Content levels
Trigger warnings
Protagonist archetypes
Synopsis
From the back cover: Doomsday began with a massive California earthquake. Everybody assumed it was the Big One that geophysicists had been predicting for years. But odd pieces of evidence came together in the hands of a brilliant group of scientists that pointed to a disaster far more catastrophic: a tiny -- but very real -- black hole. Now the singularity was looping its way around -- and through -- the Earth, and slowly but certainly the planet was being consumed.

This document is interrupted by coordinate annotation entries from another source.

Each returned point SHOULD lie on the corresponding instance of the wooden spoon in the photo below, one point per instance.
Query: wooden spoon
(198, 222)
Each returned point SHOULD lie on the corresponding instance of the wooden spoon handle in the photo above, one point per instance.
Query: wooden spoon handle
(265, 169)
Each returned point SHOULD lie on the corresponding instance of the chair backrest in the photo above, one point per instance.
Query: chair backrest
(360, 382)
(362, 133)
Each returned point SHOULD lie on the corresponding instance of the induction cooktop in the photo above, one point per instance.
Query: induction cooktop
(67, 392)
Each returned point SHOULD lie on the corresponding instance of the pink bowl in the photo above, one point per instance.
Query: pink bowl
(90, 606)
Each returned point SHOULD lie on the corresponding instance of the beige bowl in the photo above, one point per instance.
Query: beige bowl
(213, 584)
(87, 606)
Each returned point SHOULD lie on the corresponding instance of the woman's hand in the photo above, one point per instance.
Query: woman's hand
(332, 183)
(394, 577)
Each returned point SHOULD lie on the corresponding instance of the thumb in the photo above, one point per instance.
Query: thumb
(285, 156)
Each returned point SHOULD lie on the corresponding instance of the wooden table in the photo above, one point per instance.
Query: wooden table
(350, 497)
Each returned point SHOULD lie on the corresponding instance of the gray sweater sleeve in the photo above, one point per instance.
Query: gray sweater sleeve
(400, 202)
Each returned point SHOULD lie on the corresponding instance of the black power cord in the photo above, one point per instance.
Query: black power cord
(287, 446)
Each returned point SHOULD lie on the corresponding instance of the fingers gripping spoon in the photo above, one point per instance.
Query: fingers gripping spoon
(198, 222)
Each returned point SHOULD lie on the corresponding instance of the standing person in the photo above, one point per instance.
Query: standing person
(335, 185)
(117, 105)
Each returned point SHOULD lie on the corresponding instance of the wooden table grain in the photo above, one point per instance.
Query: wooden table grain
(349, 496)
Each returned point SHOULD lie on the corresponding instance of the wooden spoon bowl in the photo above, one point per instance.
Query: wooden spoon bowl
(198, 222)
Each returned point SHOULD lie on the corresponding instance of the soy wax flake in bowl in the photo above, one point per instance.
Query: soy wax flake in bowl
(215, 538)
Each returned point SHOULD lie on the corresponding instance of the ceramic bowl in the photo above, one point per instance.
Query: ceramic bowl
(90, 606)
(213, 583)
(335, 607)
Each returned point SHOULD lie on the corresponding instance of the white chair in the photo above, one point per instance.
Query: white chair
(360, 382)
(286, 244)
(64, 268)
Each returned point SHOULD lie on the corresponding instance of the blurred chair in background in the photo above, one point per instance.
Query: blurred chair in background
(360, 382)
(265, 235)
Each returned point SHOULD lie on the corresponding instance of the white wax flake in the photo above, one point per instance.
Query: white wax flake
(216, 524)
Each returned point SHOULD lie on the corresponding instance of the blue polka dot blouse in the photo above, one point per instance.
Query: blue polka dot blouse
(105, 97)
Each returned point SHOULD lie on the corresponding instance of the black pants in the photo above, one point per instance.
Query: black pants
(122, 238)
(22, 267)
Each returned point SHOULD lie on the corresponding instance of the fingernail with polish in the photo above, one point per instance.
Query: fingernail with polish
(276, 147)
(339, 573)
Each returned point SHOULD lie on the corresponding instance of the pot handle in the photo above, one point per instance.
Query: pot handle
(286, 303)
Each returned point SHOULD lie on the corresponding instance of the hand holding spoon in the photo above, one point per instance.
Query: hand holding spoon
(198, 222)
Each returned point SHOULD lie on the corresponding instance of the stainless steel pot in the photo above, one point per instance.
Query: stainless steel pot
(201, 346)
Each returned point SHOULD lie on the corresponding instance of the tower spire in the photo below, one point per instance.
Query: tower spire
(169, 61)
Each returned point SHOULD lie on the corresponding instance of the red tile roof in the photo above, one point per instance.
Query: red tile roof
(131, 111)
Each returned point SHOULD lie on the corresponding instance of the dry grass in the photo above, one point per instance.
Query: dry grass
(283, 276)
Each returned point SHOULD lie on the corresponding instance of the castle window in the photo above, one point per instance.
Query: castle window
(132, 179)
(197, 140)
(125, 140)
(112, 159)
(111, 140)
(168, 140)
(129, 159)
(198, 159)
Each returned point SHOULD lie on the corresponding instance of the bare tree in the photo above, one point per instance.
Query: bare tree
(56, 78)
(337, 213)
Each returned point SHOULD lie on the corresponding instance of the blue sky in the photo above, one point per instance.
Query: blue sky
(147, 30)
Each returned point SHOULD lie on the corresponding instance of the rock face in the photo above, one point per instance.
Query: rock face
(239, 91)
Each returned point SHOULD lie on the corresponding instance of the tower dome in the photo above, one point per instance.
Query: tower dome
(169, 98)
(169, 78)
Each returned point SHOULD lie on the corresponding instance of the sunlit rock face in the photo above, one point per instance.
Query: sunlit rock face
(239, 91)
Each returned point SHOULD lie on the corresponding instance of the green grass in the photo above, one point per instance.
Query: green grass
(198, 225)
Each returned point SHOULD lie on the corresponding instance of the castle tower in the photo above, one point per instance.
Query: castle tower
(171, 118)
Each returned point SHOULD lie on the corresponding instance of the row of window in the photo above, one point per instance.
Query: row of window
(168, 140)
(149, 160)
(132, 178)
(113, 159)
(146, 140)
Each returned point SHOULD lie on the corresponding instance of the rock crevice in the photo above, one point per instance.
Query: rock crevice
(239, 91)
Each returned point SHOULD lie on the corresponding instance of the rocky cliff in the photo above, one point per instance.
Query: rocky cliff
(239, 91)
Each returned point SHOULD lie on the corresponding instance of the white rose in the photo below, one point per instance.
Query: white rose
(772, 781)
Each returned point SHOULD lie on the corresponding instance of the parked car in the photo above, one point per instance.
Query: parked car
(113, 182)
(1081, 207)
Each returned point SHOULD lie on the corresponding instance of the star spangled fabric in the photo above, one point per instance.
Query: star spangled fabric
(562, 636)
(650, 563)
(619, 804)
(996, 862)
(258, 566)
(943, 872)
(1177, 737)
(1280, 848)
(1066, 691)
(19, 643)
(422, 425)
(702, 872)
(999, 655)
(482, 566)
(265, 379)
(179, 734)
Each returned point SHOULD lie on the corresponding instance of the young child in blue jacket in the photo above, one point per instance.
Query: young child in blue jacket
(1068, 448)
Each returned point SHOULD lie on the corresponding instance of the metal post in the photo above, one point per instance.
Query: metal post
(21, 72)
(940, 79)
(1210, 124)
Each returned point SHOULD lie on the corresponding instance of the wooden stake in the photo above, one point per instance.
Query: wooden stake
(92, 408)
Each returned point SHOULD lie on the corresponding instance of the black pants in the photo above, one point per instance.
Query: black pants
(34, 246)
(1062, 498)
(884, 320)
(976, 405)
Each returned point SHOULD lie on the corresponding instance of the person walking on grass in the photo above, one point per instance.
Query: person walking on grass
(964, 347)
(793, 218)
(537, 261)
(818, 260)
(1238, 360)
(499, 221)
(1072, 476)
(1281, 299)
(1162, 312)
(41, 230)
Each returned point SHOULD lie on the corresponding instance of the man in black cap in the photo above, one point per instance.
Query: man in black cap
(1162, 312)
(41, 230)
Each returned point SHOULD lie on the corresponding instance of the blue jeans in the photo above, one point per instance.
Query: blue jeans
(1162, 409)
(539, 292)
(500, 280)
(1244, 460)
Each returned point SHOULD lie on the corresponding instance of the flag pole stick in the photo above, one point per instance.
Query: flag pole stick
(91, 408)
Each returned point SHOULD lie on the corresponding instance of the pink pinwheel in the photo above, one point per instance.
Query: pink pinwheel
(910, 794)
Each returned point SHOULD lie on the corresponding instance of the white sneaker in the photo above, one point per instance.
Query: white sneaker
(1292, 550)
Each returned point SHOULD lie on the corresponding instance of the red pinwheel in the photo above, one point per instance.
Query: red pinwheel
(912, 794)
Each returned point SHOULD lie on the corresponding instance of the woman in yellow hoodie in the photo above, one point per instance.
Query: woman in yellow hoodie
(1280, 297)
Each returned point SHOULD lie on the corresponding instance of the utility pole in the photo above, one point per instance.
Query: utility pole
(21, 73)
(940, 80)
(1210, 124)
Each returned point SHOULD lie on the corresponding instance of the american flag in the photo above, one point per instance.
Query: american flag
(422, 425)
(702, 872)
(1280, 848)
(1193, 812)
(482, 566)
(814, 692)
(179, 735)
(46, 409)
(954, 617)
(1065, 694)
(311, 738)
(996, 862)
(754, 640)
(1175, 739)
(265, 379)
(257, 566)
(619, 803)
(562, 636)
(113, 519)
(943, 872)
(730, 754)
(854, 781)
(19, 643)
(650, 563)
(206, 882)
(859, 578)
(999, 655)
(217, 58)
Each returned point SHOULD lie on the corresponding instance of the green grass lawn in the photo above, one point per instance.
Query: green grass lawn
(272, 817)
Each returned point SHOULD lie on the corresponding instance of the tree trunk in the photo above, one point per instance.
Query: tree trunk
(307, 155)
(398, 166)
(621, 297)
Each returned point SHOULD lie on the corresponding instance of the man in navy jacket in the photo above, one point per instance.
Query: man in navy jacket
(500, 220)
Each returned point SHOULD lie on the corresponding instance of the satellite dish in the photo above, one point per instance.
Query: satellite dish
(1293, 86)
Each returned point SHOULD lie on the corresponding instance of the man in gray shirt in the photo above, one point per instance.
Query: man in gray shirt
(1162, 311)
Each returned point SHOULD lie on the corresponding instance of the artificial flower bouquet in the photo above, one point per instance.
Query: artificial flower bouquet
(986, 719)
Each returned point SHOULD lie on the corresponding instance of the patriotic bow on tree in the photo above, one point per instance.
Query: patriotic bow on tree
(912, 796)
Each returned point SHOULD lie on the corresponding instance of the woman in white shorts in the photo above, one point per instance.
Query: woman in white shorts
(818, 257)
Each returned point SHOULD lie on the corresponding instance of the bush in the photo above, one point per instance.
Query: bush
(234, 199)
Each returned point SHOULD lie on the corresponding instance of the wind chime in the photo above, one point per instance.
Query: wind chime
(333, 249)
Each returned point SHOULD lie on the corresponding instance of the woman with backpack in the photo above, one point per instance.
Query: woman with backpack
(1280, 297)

But how do you stop something that is smaller than an atom, heavier than a mountain, and swallows everything that touches it?
Is The Doomsday Effect appropriate for my child?
Suitable for most readers 13 and up.
This is a hard SF disaster story about scientists racing to stop a black hole from destroying Earth. Violence comes from earthquake disaster aftermath and planetary destruction rather than interpersonal conflict, with no sexual content or strong language.
What to know going in
This book has moderate violence, no sexual content, and mild language. Content notes include mass death, death, and disaster.
Publisher ages reflect reading level; our rating reflects content maturity — they can differ.
Who'll love this
Teens who love disaster movies and scientific problem-solving will enjoy watching scientists race against time to save the world from an impossible threat.